Comparison of cost per sample, average length of procedure, and technical aspects of performance for 4 commercially available kits for extraction of DNA from fecal specimens.
Investigator average length of procedure based on the simultaneous extraction of 13 fecal samples.
Does not include optimized conditions (i.e., 1-hr incubation in proteinase K and extra DNA wash).
In addition to assessing sensitivity and reproducibility, cost per sample, average length of procedure, and technical aspects of performance (subjectively assessed as good or fair) for each kit were compared (Table 3). Although kit D extracted PCR-quality DNA in the shortest period of time, the authors did not consider the kit among the most user-friendly.
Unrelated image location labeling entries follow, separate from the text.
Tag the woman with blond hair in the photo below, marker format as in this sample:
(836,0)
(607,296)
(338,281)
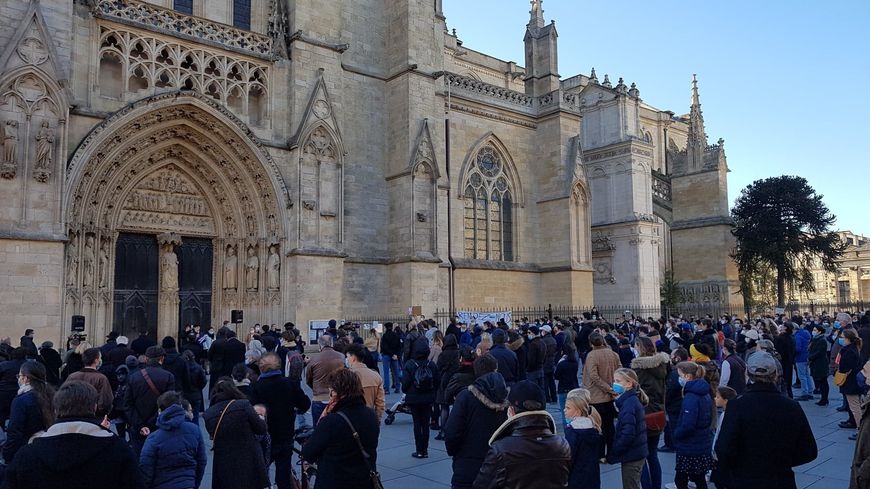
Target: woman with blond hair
(629,440)
(583,434)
This was primarily because of the use of screw-top rather than snap-top caps.
The sensitive detection of T. foetus DNA by PCR in fecal samples extracted with kit B with minor modifications was previously described. 3 However, a decrease in sensitivity that appeared to correspond to a change in the components of the kit was detected in the authors' laboratory. This prompted investigations to determine the optimal DNA extraction kit for detection of pathogen DNA in feline feces. Indeed, DNA extracted from feces by using kit B, and used directly in PCR, was considerably less sensitive and reproducible for detection of T. foetus than previously reported. Although the sensitivity of kit B was improved by adding more DNA to the PCR reaction, failure to reproducibly demonstrate bacterial 16S rRNA and T. foetus rRNA genes remained a problem. In comparison, kit D provided reproducibly sensitive detection of T. foetus rRNA and bacterial 16S rRNA genes in every sample.
Footnotes
a.
ExtractMaster Fecal DNA Extraction kit, Epicentre Biotechnologies, Madison, WI.
b.
QIAamp DNA Stool Mini kit, Qiagen, Valencia, CA.
c.
UltraClean Fecal DNA kit, MoBio, Carlsbad, CA.
d.
ZR Fecal DNA kit, Zymo Research, Orange, CA.
e.
Hill's Science Diet Maintenance, St. Louis, MO.
f.
Eppendorf Biophotometer, Hamburg, Germany.